Is there a legal entitlement to a lunch break in Switzerland?

I block my Outlook agenda every lunchtime to avoid just this sort of invitation.

Indeed - there are some excellent wines coming out of Peissy.

Working in Canary Wharf 2008-2009 a pint at lunch on a Friday was ok ish. Wouldn’t have more than one if the boss was there unless they did.

Peissy wine...really?

Indeed, here it's a pint of red.

Tom

Yes, by Swiss standards they are decent.

There isn't a decent barrique chardonnay and a sweet red that I like.

Well worth a visit on the Fête de St Martin in November.

I tried to explain the concept of Znüüni here to my Maltese Kollegen. It simply did not compute.

In addition to #2 and #3:

The break needs to be roughly in the middle of your work time, with emphasis on "roughly", you need to show some flexibility.

Say you usually work 8:00-17:15 with 45min break from 12:00-12:45 but today there's a meeting from 12:00-13:00. In such a setup you can be expected to take the break either before or after the meeting, the employer OTOH must provide the opportunity to do so.

... as well as allowing another break of 15 minutes, or extending the lunch break to one hour, since the employee is at work for 9 hours or more.

So, seriously, what's the deal with teachers? Is there an actual legal exemption for schools, or are they just taking the piss?

Here they all go home for lunch, same as the kids.

Tom

They're given 8 weeks more annual leave than ordinary mortals to compensate for having to be at work from 8:00-16:00 or even longer.

Joke. Obviously. Well, sort of.

Due to the 45min break, time worked is less than nine hours in my example.

They're probably exempt. Zürich's Lehrpersonalverordnung for instance says the trial period is five months even though the Code of Obligations says the maximum is three months - assuming the former would hold up in court, certainly the teachers association (LCH) would intervene otherwise.

I don't know the sort of annual leaves that are available to teachers here in CH (are we talking primary, secondary, tertiary?).

In defense of teachers at university level, all "leaves" are used for conference travels, and yes, then people try to squeeze a bit of family vacation time in there wherever possible - that usually means that the professor spouse has one schedule, and spouse (plus kids if any) a separate one. That's some "family" vacation I don't miss.

Meetings or seminars during lunch is a bad habit, it happens a lot at university level (well, at least the ones I know of), and hope it doesn't become de rigueur. Worse is when (crap) lunch is provided.

That's not how it works. If the total time spent at work is 9 hours or more, the employee must take a break (or breaks) totalling at least one hour, which means that if s/he is at work for 9.25 hours (as in your example), s/he will be paid for 8.25 hours.

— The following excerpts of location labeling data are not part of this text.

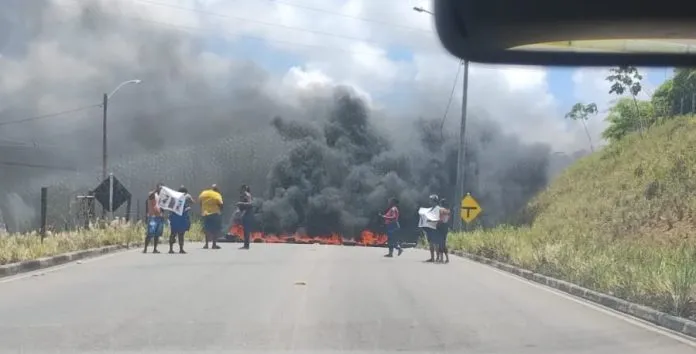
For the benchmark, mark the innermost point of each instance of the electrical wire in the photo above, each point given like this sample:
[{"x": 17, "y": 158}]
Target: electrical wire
[
  {"x": 244, "y": 19},
  {"x": 22, "y": 164},
  {"x": 333, "y": 13},
  {"x": 240, "y": 34},
  {"x": 50, "y": 115},
  {"x": 449, "y": 102}
]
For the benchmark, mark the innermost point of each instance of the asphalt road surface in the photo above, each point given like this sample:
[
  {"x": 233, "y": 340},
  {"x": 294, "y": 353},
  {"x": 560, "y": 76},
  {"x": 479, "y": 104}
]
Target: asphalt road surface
[{"x": 347, "y": 299}]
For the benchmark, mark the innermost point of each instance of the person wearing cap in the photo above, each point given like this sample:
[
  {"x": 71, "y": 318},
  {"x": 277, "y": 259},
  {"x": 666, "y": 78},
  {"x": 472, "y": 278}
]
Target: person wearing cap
[
  {"x": 211, "y": 204},
  {"x": 179, "y": 224}
]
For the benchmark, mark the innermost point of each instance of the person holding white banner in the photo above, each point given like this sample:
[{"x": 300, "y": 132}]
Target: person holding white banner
[
  {"x": 155, "y": 220},
  {"x": 429, "y": 219},
  {"x": 180, "y": 223}
]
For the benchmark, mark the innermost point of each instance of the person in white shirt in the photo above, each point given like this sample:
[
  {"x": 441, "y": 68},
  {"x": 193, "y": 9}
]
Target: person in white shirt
[{"x": 429, "y": 218}]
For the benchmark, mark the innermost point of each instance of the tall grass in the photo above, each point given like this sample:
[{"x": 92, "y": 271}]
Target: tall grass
[
  {"x": 21, "y": 247},
  {"x": 621, "y": 221},
  {"x": 663, "y": 277}
]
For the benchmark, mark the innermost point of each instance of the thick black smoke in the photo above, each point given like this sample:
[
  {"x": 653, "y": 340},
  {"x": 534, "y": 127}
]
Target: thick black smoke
[
  {"x": 200, "y": 118},
  {"x": 339, "y": 175}
]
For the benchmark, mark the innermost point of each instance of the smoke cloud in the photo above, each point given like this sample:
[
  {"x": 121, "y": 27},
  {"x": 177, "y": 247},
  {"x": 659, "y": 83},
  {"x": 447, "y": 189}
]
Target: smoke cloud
[{"x": 321, "y": 157}]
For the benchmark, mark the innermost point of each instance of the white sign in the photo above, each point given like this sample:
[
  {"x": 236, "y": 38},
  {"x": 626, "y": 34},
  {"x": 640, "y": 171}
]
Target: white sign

You forgot the usual "and it is not real work but just having fun with kids " comments.

I think the "emergency" meetings when it revolves around some kind of urgent case management can be called up anytime because we have to be available for non-teaching admin time, to my experience. But it shouldn't interfere with the law that insists on breaks. One thing is, it is really difficult to get all people present so lunch time is often the safest bet. Bordeaux or not.

Lunch is probably THE most individual thing in Switzerland.

I experienced everything from "I dont do lunch" over sandwiches, microwave food, take away food, proper lunch food, buffet lunch up to fine dining lunch in my career. Laws are clear, personally never found them enforced though.

Switzerland is kind of weird. Take the workweek in the first place, one get a contract for 41,5 h a week, who and how could account that? Why not declare a round 8h day workweek as the rest of the world (mostly I guess...).

As far as I know public enterprises are not subordinated to OR.

Because that would only be 40hours/week

You're lucky, most people have 42 hours in their contract.

Sit through the meeting and take your lunch break after - or before. Or take two hours the next day, or leave an hour earlier that day or on Friday.

Just do it and don’t announce it or make a fuss about it.